Here is a sample of the data involved
0 M 4 0
0 0 Q 0 10047345 3080290,4098689 50504886,4217515 9848058,1084315 50534229,4217515 50591618,4217515 26242582,2597528 34623075,3279130 68893581,5149883 50628761,4217517 32262001,3142702 35443881,3339757
0 108 C 0 50628761
0 1080 C 0 50628761
1 M 7 0
1 0 Q 0 17143989
2 M 15 1
2 0 Q 0 17143989 4219157,1841361,853923,1720163,1912374,1755325,4454730 65548702,4975721 197782,39086 54375043,4396765 31589696,3091097 6876504,851594 3374640,455375 13274885,1354902 31585771,3091016 61234218,4723345 31583582,3091014
2 27 C 0 31589696
The first number on every line is a sessionID and any line with an 'M' denotes the start of a session (data is grouped by session).

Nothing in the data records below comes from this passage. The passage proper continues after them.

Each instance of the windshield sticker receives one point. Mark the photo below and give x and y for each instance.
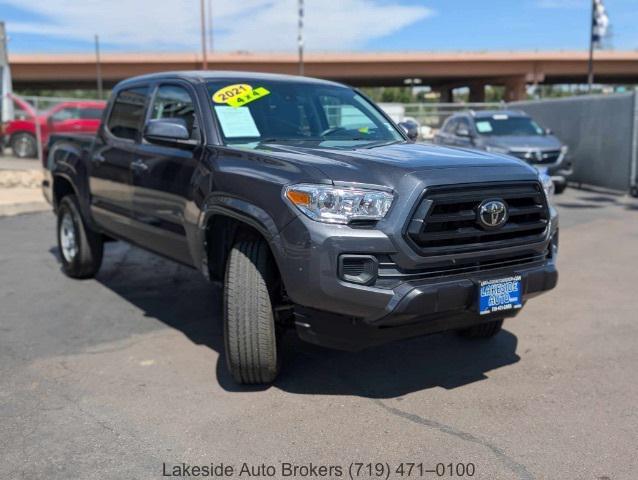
(484, 127)
(239, 94)
(236, 122)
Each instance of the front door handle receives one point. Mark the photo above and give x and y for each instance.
(139, 166)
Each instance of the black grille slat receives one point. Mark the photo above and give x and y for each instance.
(450, 220)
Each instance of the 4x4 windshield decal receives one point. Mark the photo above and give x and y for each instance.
(239, 94)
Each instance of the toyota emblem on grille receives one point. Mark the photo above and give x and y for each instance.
(492, 213)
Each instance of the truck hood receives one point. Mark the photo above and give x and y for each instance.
(389, 164)
(544, 142)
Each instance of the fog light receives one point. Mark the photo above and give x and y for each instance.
(361, 269)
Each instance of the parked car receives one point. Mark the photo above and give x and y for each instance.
(512, 133)
(65, 117)
(310, 205)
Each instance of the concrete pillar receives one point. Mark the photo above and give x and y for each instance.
(446, 94)
(515, 89)
(477, 92)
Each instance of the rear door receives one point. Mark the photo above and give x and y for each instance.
(111, 177)
(162, 174)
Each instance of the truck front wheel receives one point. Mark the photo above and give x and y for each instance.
(483, 330)
(249, 324)
(80, 248)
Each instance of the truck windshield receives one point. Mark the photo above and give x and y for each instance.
(504, 125)
(250, 112)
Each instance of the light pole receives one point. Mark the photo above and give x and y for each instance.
(590, 71)
(98, 67)
(300, 38)
(202, 5)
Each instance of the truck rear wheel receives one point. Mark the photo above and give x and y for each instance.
(249, 324)
(80, 248)
(24, 145)
(484, 330)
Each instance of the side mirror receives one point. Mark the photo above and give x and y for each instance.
(166, 130)
(411, 129)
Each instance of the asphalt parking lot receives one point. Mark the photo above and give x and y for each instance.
(114, 377)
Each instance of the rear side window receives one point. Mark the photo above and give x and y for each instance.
(127, 114)
(67, 113)
(91, 113)
(173, 101)
(450, 125)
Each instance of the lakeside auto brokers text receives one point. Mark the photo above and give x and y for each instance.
(377, 470)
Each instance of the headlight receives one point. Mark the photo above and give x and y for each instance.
(325, 203)
(501, 150)
(547, 182)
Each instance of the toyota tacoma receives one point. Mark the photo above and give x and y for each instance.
(312, 208)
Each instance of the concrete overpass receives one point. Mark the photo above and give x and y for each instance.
(442, 71)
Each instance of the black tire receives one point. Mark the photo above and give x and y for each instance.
(484, 330)
(559, 187)
(250, 333)
(85, 260)
(24, 145)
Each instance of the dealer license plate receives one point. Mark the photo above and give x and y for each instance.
(500, 295)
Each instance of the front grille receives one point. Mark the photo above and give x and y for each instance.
(538, 157)
(445, 221)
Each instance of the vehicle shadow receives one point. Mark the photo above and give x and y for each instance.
(182, 299)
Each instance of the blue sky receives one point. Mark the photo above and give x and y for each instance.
(331, 25)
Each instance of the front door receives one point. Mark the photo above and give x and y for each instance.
(162, 176)
(111, 175)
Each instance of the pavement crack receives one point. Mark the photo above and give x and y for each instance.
(517, 468)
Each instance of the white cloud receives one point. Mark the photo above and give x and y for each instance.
(266, 25)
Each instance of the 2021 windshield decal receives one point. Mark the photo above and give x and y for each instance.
(239, 94)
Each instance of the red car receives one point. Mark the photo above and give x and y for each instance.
(66, 117)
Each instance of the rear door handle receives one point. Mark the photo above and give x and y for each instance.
(139, 166)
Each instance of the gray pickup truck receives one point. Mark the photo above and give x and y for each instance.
(313, 208)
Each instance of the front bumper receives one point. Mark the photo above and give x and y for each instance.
(339, 314)
(423, 308)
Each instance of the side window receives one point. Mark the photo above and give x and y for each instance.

The number following an M is a Day and the second number is a userID, a user can have multiple sessions.
I want to extract all lines related to a specific user which for each session include all of the lines up until the next 'M' line is encountered (can be any number of lines). As a second task I also want to extract all session lines related to a specific day.
For example with the above data, to extract the records for userid '0' the output would be:
0 M 4 0
0 0 Q 0 10047345 3080290,4098689 50504886,4217515 9848058,1084315 50534229,4217515 50591618,4217515 26242582,2597528 34623075,3279130 68893581,5149883 50628761,4217517 32262001,3142702 35443881,3339757
0 108 C 0 50628761
0 1080 C 0 50628761
1 M 7 0
1 0 Q 0 17143989
To extract the records for day 7 the output would be:
1 M 7 0
1 0 Q 0 17143989
I believe there is a much more elegant and simple solution to what I have achieved so far and it would be great to get some feedback and suggestions. Thank you.
What I have tried
I tried to use pcrgrep -M to apply this pattern directly (matching data between two M's) but struggled to get this working across the linebreaks. I still suspect this may be the fastest option so any guidance on whether this may be possible would be great.
The next part is quite scattered and it is not necessary to read on if you already have an idea for a better solution!
Failing the above, I split the problem into two parts:
Part 1: Isolating all 'M' lines to obtain a list of sessions which belonging to that user/day
grep method is fast (then need to figure out how to use this data)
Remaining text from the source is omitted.